May 31, 2021 Jade Miles & Catie Payne Season 3 Episode 8
Fiona Weir Walmsley on 5th generation farming, living from scratch + women as leaders in local food
Show Notes

If you consider yourself multipassionate, someone who entertains a vast array of interests (while regularly feeling overwhelmed), then we have the role model for you!

Fiona Weir Walmsley of Buena Vista Farm in Gerringong, NSW, has walked a quirky and colourful path, embodying the diversity and adaptability we so desperately need for a resilient future. 

From running a medieval catering company to earning her marketing stripes, living ‘from scratch’ and leading women in local food, keeping bees, tending goats and, gosh, writing a book while she’s at it… Fiona is our kind of renaissance farmer!

Hear how Fiona and her family have created a super diverse existence on 18 acres (think goats, chooks, cows, veggies, cheese, cut flowers + cooking school) -- and enjoyed the kind of riches money will never buy.


  • She is writing a book!

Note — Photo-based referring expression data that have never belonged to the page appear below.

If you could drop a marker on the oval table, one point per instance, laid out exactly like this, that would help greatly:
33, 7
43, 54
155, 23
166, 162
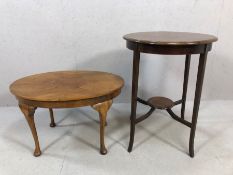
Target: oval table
66, 89
169, 43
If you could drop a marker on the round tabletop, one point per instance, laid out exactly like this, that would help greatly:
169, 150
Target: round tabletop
170, 38
65, 86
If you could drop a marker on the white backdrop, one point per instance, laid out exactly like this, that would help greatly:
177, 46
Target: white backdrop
41, 35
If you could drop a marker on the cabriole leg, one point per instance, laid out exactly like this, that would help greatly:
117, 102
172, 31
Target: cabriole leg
102, 109
28, 112
52, 124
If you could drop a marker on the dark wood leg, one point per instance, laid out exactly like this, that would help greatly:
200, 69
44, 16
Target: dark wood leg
136, 61
102, 108
28, 112
185, 84
52, 124
199, 83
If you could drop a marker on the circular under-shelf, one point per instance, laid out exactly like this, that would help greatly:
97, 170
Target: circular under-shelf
161, 102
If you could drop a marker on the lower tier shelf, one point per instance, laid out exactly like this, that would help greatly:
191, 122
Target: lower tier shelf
161, 102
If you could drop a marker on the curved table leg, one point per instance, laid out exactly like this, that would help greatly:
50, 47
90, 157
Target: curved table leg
52, 124
28, 112
102, 108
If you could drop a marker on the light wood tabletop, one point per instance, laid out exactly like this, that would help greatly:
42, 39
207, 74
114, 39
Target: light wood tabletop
66, 89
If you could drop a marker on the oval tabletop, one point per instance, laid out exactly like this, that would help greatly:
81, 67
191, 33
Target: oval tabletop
170, 38
67, 86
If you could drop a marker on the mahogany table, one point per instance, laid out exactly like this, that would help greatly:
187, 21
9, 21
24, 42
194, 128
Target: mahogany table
169, 43
66, 89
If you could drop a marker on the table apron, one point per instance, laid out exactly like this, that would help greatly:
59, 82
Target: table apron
169, 49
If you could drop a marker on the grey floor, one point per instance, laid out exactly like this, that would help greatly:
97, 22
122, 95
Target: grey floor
161, 144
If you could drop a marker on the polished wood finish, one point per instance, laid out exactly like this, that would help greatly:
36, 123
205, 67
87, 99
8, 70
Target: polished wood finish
161, 102
29, 112
168, 43
136, 61
185, 84
170, 38
102, 109
66, 89
64, 86
52, 124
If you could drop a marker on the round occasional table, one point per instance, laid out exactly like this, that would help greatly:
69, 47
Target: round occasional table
66, 89
169, 43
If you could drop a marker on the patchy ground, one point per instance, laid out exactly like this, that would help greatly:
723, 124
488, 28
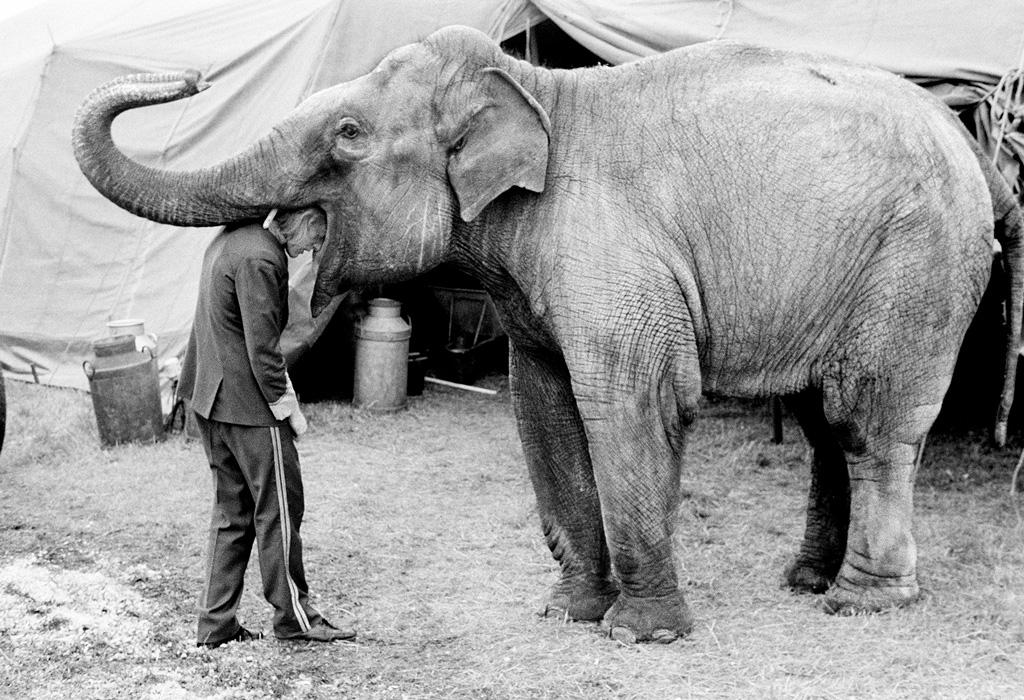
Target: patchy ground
421, 531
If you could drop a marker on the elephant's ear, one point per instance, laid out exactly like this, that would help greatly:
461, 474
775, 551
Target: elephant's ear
505, 144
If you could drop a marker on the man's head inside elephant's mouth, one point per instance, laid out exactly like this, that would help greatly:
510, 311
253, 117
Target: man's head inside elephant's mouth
392, 158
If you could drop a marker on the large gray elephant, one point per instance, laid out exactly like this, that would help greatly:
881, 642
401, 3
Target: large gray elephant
723, 218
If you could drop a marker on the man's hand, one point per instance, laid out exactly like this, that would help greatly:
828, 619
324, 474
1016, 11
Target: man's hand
288, 407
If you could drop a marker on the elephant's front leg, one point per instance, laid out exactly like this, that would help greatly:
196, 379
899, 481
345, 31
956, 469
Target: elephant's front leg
635, 425
556, 452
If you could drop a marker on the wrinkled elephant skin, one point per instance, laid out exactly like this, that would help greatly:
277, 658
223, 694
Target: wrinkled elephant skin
722, 218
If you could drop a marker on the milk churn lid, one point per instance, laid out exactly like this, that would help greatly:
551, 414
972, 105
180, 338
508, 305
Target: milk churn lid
115, 345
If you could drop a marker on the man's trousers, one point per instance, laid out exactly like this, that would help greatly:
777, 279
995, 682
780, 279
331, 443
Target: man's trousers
257, 495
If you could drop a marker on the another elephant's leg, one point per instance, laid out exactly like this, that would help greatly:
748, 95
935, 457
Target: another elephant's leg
821, 553
557, 455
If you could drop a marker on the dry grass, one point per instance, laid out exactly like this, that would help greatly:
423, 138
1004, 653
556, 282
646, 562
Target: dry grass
420, 530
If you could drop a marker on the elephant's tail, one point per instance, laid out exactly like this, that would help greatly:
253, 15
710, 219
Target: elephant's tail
1010, 232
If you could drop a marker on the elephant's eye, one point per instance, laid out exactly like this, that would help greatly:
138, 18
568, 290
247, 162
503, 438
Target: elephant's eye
348, 129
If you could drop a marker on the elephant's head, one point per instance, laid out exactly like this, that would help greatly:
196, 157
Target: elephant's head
385, 163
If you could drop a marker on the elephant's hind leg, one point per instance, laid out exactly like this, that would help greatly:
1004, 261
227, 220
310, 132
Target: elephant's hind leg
880, 426
558, 458
820, 556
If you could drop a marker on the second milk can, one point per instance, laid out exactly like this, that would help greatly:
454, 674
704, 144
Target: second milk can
125, 392
381, 357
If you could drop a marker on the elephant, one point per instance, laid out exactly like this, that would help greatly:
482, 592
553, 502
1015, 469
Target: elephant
722, 219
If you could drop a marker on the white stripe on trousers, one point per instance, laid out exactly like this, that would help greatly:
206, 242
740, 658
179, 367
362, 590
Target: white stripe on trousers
286, 527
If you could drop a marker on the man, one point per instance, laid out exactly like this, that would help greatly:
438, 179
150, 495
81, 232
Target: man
235, 377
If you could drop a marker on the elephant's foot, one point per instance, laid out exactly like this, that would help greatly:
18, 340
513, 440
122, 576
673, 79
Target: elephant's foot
648, 619
576, 600
847, 598
806, 575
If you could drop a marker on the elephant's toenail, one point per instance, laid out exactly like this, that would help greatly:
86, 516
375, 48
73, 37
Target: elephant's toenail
624, 636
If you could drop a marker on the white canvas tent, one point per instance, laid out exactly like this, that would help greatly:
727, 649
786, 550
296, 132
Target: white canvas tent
71, 261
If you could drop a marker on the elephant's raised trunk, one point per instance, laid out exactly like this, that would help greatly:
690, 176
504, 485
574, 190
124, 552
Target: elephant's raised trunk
229, 191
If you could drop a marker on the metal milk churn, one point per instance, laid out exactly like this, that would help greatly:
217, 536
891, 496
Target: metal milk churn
125, 390
381, 357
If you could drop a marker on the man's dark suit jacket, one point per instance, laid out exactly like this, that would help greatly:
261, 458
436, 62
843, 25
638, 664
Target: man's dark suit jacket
233, 366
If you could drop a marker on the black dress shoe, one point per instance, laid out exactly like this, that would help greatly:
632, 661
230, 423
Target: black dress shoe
242, 635
324, 631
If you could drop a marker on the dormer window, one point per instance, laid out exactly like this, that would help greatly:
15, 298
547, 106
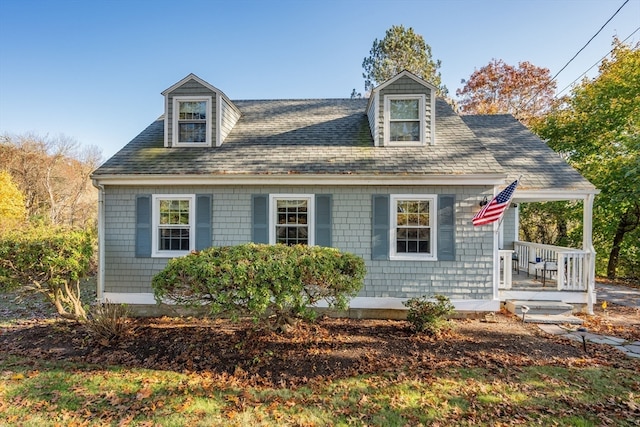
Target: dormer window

Cooking food from scratch.
  • Her “from scratch” life.
  • A background in commercial cookery, medieval history and marketing.
  • Why she locked the front door for this interview…
  • Buena Vista biscuits built a local presence
  • Transitioning back to her family farm
  • Farming succession planning: five generations of dairy farmers
  • Discovering Joel Salatin
  • Building a commercial kitchen to kick off cash flow
  • “We swore to ourselves we would never take being given a farm for granted.”
  • Diversifying to be financially viable: bees, chickens, goats, market gardening, cooking school, book writing.
  • “Sometimes our heads feel like they're going to fall off and my brains will come out of my ears.”
  • Creating a community of WWOOFers and watching them go on to do incredible things.
  • Getting practical with support from online apps to stay on top of everything.
  • Transitioning her market garden to cut flowers.
  • Ebbing and flowing the various business arms depending on who has the energy, what season it is, what the greater market forces are doing.
  • Her ‘farm native’ babies
  • Getting a local, weekly farmers market off the ground.
  • “When farmers markets are weekly, it changes peoples food buying habits.”
  • Actively participating in a female led, food-centric community.
  • Is her life photoshopped? How real is the grid?
  • The pain in the arse truth about sourdough.
  • Finding solidarity with others who have a collaborative vision.
  • Helping younger people get a leg up into regen ag.
  • Sourdough was the first “SLOW FOOD”.
  • Living this way is never going to make sense financially; you have to uncouple your thinking from capitalism ways and instead see the rewards as non-fiscal.